New York judge says Met museum can charge admission fees

NEW YORK (REUTERS) - A state judge on Wednesday approved the New York Metropolitan Museum of Art's right to charge admission, delivering a partial victory to the museum in its battle against some patrons who claim visitors were tricked into paying a suggested US$25 (S$31) fee.

Justice Shirley Werner Kornreich dismissed claims the museum had breached its rent-free lease with the city by charging admission, and that it violated a 19th century statute authorising appropriations for the museum's maintenance.

The museum in Central Park - loaded with antiquities and priceless art from around the world - is the largest in the United States (US) and a major tourist attraction for the city.

The patrons filed lawsuits late last year and in March in Manhattan state court, claiming visitors to the museum were unaware the "recommended" US$25 entrance fee is merely a suggestion, and that they can pay any amount.

Signs above the admissions desks at the museum list the entrance fees - US$25 for adults, US$17 for seniors and US$12 for students - followed by the word "recommended" in small type below the word "admissions" in larger, bold type.
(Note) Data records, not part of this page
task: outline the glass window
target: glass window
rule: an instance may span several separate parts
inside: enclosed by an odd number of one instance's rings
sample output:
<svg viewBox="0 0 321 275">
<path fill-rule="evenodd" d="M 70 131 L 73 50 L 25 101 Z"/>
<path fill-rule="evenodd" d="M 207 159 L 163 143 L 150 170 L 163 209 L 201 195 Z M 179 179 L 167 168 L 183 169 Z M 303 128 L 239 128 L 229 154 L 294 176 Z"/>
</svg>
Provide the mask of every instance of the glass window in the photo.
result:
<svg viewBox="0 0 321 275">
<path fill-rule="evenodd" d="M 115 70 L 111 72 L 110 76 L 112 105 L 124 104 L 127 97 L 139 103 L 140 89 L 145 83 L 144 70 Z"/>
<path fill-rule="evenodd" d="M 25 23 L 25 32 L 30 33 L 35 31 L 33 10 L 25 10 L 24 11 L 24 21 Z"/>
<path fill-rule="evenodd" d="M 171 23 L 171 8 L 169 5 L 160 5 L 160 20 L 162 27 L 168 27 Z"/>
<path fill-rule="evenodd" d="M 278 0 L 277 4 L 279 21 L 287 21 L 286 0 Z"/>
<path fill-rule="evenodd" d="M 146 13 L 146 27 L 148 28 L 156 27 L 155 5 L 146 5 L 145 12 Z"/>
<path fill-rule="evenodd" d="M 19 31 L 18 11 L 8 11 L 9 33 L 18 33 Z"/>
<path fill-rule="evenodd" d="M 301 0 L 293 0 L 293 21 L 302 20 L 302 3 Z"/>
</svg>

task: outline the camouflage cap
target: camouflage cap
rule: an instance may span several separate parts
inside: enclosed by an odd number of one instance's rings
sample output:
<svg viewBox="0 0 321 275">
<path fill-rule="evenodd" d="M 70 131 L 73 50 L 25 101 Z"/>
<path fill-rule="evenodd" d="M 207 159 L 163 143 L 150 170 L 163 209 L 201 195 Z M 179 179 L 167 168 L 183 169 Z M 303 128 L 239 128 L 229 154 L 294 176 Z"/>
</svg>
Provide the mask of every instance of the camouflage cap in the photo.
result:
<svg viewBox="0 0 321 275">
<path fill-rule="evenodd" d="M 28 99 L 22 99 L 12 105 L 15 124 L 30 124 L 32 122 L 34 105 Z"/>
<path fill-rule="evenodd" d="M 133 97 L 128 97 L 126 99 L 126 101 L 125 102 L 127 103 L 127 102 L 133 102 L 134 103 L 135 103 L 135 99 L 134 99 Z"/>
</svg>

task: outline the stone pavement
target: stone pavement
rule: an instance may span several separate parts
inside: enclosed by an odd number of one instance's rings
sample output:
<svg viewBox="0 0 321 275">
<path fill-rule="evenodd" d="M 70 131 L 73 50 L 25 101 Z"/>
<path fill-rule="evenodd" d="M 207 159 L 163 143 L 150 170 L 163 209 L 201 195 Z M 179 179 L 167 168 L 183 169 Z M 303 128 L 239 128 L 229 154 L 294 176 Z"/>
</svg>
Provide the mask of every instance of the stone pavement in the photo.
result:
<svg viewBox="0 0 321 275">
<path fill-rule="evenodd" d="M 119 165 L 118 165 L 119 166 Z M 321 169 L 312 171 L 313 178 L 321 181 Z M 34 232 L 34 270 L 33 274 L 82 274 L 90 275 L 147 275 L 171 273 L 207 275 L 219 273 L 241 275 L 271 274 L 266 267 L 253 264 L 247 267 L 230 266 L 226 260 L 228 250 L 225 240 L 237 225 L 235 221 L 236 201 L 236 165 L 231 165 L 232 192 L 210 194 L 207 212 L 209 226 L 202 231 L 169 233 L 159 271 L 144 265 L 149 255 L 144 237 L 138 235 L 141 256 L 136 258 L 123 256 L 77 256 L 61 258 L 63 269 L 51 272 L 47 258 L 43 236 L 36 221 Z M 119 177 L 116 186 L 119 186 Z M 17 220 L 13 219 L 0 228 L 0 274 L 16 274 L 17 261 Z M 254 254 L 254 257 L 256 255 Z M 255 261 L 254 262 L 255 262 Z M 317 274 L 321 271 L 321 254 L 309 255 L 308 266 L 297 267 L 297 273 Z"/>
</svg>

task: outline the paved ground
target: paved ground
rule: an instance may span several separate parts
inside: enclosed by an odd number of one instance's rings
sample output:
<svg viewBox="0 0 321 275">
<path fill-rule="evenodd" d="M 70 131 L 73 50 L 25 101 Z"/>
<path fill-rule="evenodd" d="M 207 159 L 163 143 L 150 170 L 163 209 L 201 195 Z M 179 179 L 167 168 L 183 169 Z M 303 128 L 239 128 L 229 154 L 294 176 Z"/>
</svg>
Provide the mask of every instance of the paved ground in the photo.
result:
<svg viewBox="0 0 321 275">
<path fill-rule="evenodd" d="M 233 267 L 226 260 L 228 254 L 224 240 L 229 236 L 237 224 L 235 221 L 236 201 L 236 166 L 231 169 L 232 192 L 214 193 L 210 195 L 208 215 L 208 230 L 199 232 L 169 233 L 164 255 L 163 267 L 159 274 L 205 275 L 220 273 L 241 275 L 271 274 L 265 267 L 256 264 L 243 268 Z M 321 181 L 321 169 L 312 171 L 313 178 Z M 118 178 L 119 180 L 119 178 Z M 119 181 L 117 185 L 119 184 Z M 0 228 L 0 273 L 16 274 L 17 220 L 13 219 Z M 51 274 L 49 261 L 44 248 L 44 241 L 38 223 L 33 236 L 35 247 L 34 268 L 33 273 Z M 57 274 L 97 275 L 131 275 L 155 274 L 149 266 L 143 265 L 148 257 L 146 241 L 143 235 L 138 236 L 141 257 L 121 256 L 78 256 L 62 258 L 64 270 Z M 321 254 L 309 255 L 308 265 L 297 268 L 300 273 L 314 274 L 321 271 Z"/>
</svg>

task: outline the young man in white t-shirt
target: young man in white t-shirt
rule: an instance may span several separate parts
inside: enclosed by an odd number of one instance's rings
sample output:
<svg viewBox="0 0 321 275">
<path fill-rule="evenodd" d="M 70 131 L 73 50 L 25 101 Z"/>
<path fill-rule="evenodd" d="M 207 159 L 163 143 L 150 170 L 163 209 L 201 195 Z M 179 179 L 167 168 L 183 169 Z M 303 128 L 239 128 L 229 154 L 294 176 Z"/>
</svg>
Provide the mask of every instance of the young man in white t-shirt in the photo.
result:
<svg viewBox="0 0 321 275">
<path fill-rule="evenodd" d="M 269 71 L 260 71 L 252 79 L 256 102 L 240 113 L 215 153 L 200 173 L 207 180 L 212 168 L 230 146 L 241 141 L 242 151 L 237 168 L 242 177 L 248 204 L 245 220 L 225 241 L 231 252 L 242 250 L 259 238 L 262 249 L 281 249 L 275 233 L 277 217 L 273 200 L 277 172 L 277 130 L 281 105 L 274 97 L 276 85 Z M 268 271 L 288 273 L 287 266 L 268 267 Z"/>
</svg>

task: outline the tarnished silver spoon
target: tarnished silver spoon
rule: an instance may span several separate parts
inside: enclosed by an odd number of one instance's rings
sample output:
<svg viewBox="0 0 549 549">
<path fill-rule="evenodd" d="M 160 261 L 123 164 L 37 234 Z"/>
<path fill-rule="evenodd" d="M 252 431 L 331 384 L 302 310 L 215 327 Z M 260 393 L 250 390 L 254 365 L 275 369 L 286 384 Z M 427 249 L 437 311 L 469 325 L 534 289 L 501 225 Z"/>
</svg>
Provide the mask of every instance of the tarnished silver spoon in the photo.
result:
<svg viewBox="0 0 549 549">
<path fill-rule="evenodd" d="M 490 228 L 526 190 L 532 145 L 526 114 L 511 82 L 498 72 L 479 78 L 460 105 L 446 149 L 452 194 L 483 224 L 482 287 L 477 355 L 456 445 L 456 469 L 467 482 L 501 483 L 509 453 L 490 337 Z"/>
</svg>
The lawsuits said visitors were funneled in lines to the admissions desks, where cashiers collect a fee.

They sought an injunction to stop the museum from charging fees. One of the lawsuits also sought unspecified damages.

In dismissing part of those lawsuits, the judge said not allowing the museum to charge admission "would put the museum's ability to provide the current level of access in jeopardy."

The decision did not address claims that the museum misrepresented its admission costs. That part of the lawsuit goes forward.

In her ruling, Ms Kornreich said all members of the public can afford to visit the museum under its current policy with a contribution of as little as a penny, which amounts to "de facto" free access.

The plaintiffs do not have a private right to sue under the 1893 statute and, as third-party beneficiaries, cannot sue for breach of the lease, Ms Kornreich said.

New York City "has always known that the museum has been charging an admission fee," and "has never objected to such practice," Ms Kornreich wrote.

Earlier this month, the city and museum amended their lease to formalise the practice of charging a "recommended" admission fee while still allowing visitors to pay what they choose.

In her ruling on Wednesday, Ms Kornreich said the amended lease, "if anything, bolsters" her ruling.

The ruling "once and for all validates its longtime pay-what-you-wish admissions policy," museum spokesman Harold Holzer said in a prepared statement on Wednesday.

Mr Arnold Weiss, a lawyer for plaintiffs in both cases, said the ruling "continues the case" and does not address "the fact that they have been deceiving the public wholesale."

Mr Weiss also criticised the recent lease amendment as being"passed in the dead of night with no notice to the public by a lame duck administration."